[NVPTX] Move NVPTXPeephole after NVPTXPrologEpilogPass

Summary:
Offset of frame index is calculated by NVPTXPrologEpilogPass. Before
that the correct offset of stack objects cannot be obtained, which
leads to wrong offset if there are more than 2 frame objects. This patch
move NVPTXPeephole after NVPTXPrologEpilogPass.

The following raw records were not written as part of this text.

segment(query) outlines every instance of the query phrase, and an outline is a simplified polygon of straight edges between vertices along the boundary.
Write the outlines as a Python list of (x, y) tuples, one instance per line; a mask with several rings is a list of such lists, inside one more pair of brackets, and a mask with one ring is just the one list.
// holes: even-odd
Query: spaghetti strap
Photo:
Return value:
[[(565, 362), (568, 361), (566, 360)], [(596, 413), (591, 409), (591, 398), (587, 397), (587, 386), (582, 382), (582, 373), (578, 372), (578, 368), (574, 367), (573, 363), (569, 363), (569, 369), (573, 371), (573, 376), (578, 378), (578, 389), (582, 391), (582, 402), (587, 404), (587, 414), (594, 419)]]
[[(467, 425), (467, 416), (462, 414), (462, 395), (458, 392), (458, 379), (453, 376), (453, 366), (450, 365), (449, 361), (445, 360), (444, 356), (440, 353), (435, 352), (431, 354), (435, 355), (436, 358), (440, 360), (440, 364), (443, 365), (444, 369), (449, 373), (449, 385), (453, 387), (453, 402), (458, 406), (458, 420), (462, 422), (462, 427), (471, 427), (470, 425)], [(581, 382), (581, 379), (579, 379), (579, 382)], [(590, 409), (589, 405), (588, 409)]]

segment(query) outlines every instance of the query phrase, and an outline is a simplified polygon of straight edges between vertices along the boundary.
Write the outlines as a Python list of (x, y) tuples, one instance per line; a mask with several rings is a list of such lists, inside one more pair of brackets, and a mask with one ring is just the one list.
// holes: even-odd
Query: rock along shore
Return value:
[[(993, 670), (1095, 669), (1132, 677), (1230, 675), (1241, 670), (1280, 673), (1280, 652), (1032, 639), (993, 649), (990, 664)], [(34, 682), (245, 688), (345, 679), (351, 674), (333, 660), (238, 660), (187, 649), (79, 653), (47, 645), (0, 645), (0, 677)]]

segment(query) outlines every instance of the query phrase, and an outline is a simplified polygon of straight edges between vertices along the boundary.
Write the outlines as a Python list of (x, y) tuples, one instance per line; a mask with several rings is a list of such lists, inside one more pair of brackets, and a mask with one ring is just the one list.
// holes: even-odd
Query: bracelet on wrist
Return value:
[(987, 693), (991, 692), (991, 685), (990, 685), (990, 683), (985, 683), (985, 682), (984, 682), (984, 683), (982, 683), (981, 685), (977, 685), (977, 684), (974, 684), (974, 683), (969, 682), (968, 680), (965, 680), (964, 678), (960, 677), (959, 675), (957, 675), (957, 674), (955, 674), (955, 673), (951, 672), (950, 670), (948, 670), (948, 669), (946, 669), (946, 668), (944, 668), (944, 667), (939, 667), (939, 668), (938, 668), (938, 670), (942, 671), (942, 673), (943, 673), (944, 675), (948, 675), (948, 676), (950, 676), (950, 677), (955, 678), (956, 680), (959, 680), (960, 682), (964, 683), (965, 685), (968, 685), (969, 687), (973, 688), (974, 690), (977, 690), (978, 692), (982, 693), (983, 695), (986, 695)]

Because the frame index
is already replaced by %VRFrame in NVPTXPrologEpilogPass, we check
VRFrame register instead, and try to remove the VRFrame if there
is no usage after NVPTXPeephole pass.

Patched by Xuetian Weng. 

Test Plan:
Strengthened test/CodeGen/NVPTX/local-stack-frame.ll to check the
offset calculation based on SP and SPL.

Reviewers: jholewinski, jingyue

Reviewed By: jingyue

Subscribers: jholewinski, llvm-commits

Differential Revision: http://reviews.llvm.org/D10853

llvm-svn: 241185
diff --git a/llvm/test/CodeGen/NVPTX/local-stack-frame.ll b/llvm/test/CodeGen/NVPTX/local-stack-frame.ll
index fba5dd8..ef1b7da 100644
--- a/llvm/test/CodeGen/NVPTX/local-stack-frame.ll
+++ b/llvm/test/CodeGen/NVPTX/local-stack-frame.ll
@@ -59,10 +59,16 @@
 
 ; PTX32:        cvta.local.u32   %SP, %SPL;
 ; PTX32:        add.u32          {{%r[0-9]+}}, %SP, 0;
+; PTX32:        add.u32          {{%r[0-9]+}}, %SPL, 0;
+; PTX32:        add.u32          {{%r[0-9]+}}, %SP, 4;
+; PTX32:        add.u32          {{%r[0-9]+}}, %SPL, 4;
 ; PTX32:        st.local.u32     [{{%r[0-9]+}}], {{%r[0-9]+}}
 ; PTX32:        st.local.u32     [{{%r[0-9]+}}], {{%r[0-9]+}}
 ; PTX64:        cvta.local.u64   %SP, %SPL;
 ; PTX64:        add.u64          {{%rd[0-9]+}}, %SP, 0;
+; PTX64:        add.u64          {{%rd[0-9]+}}, %SPL, 0;
+; PTX64:        add.u64          {{%rd[0-9]+}}, %SP, 4;
+; PTX64:        add.u64          {{%rd[0-9]+}}, %SPL, 4;
 ; PTX64:        st.local.u32     [{{%rd[0-9]+}}], {{%r[0-9]+}}
 ; PTX64:        st.local.u32     [{{%rd[0-9]+}}], {{%r[0-9]+}}
 define void @foo4() {